[SciPy-Dev] Resolving PR 235: t-statistic = 0/0 case

Wed Jun 6 17:37:45 EDT 2012

On Wed, Jun 6, 2012 at 10:18 PM, Junkshops <junkshops at gmail.com> wrote:
> Hi Nathaniel,
>
> At the outset, I'll just say that if the consensus is that we should
> return NaN, I'll accept that. I'll still try and argue my case though.
>
>> My R seems to throw an exception whenever the variance is zero
>> (regardless of the mean difference), not return NaN:
> Sorry, yes, that's correct.
>
>> Like any parametric test, the t-test only makes sense under some kind
>> of (at least approximate) assumptions about the data generating
>> process. When the sample variance is 0, then those assumptions are
>> clearly violated,
> So this seems similar to argument J2, and I still don't understand it.
> Let's say we assume our population data is normally distributed and we
> take three samples from the population and get [1,1,1]. How does that
> prove our assumption is incorrect? It's certainly possible to pull the
> same number three times from a normal distribution.
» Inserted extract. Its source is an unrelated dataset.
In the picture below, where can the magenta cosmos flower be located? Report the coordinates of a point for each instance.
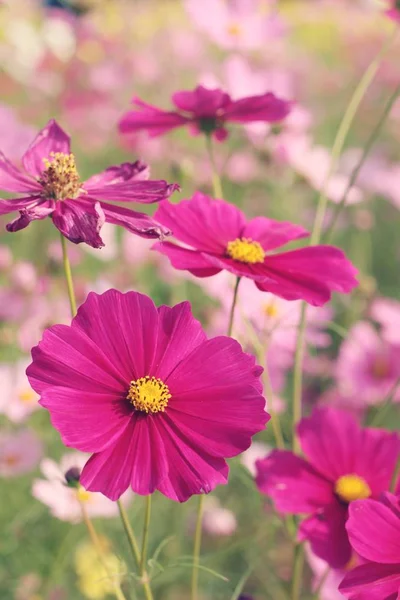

Well, no, it isn't possible really -- taking n IID samples from a
normal distribution and getting exactly the same number twice is an
event that has probability zero. (Note that this is a stronger
statement than the one you were comparing it to, that getting any
specific vector of samples has probability zero. There are infinitely
many vectors which contain at least one duplicate; the set of all of
them collectively has probability zero.) OTOH there are many other
common processes which do produce such samples, and in practice those
are where such samples come from.

>> and it doesn't seem appropriate to me to start
>> making up numbers according to some other rule that we hope might give
>> some sort-of appropriate result ("In the face of ambiguity, refuse the
>> temptation to guess."). So I actually like the R/Matlab option of
>> throwing an exception or returning NaN.
>
> Well, we're not making up numbers here - we absolutely know the means
> are the same. Hence p  = 1 and t = 0.

That is not what p=1 and t=0 mean in any kind of frequentist test. If
the means are the same (the null hypothesis is true), then p should be
a sample from a uniform distribution and t a sample from a t
distribution.

And even if we pretend that such data actually did come from a normal
distribution (which is never going to be what actually happened in
practice), then we actually still don't have any evidence that the
means are the same. What we know is that the difference in the means
is too small for us to measure, and also that the variance is too
small for us to measure. But we don't know their relative sizes. It
sounds like you're mixing up substantative and significant differences
-- certainly no-one cares if their means differ by 10^-20, but if you
somehow had an instrument that could produce measurements accurate to
10^-30, than a 10^-20 difference could easily be statistically
significant.

Whatever R does is usually based on the consensus of a bunch of really
picky, opinionated, professional statisticians; I think they have a
good reason for making the choice they did here.

-N